Ein Intensivpfleger arbeitet auf einer Intensivstation an einem Covid 19-Patienten. (Foto: picture alliance/dpa/Sebastian Gollnow)

Mehr Beschäftigte in Pflegeberufen – vorerst

Axel Wagner   07.05.2021 | 13:07 Uhr

Die Zahl der Beschäftigten in Pflegeberufen im Saarland ist weiter gestiegen. Im Juni 2020 waren 15.600 Menschen in Gesundheits- und Krankenpflegeberufen beschäftigt, 300 mehr als ein Jahr zuvor. Wie sich die Zahl der Beschäftigten während der Corona-Pandemie entwickelt hat, lässt sich jedoch noch nicht ablesen. Verdi und die Arbeitsagentur erwarten hier große Probleme.

Im Juni 2020 waren im Saarland 15.600 Frauen und Männer in Gesundheits- und Krankenpflegeberufen sozialversicherungspflichtig beschäftigt. Das sind 300 Personen mehr als ein Jahr zuvor, eine Steigerung um 1,8 Prozent. Unverändert hoch ist der Anteil der Frauen hierbei (78,5 Prozent). Das hat die Regionaldirektion Rheinland-Pfalz-Saarland der Arbeitsagentur am Freitag zum Tag der Pflege bekannt gegeben.

Größtenteils Fachkräfte

Ein Großteil der Beschäftigten sind Fachkräfte, 12.200 Personen (77,9 Prozent). Der Helferanteil lag bei 12,7 Prozent (2000 Personen). Dazu kommen noch 1500 Spezialisten und Experten in Berufen der Gesundheits- und Krankenpflege.

In der Altenpflege waren im vergangenen Jahr 7900 Menschen beschäftigt, 300 mehr als 2019 (+3,6 Prozent), darunter 6700 Frauen.
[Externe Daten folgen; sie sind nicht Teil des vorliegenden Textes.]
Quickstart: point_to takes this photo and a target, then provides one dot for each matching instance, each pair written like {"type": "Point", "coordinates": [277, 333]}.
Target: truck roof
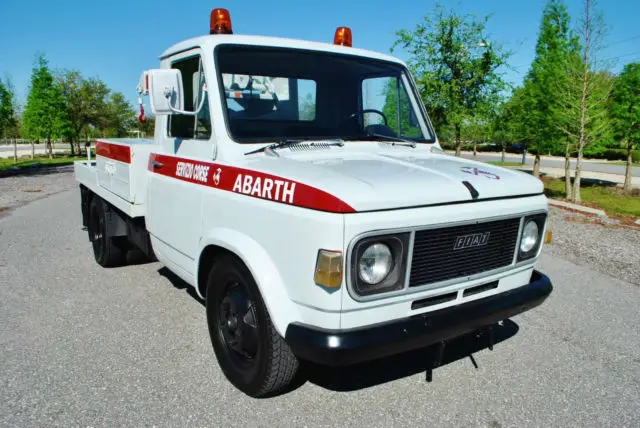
{"type": "Point", "coordinates": [209, 42]}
Fachkräfte und Helfer halten sich hier zahlenmäßig die Waage.

Kaum Aussagekraft für Pandemie-Zeit

Mit Blick auf die Arbeitsbedingungen in der Pflege und besonders auf die Corona-Pandemie sind diese Zahlen allerdings mit Vorsicht zu betrachten, denn die Zahl der unbesetzten Stellen steigt. In der Altenpflege waren 2020 im Saarland 295 Jobs gemeldet, 26 mehr als ein Jahr zuvor. Im Bereich Krankenpflege gab es 242 unbesetzte Stellen, 45 mehr als 2019.

Und: Es dauert immer länger, offene Stellen zu besetzen. Im Jahr 2020 brauchte es bei der Gesundheits- und Krankenpflege im Durchschnitt 149 Tage. Bei der Altenpflege waren es sogar 174 Tage. Es dauerte dort also fast ein halbes Jahr, bis sich ein passender Bewerber fand.

Verdi rechnet mit vielen Aussteigern

„Pflegekräfte werden händeringend gesucht“, sagte Walter Hüther, stellvertretender Geschäftsführer der Regionaldirektion Rheinland-Pfalz-Saarland. Er sieht in dem Bereich gute Zukunftsperspektiven.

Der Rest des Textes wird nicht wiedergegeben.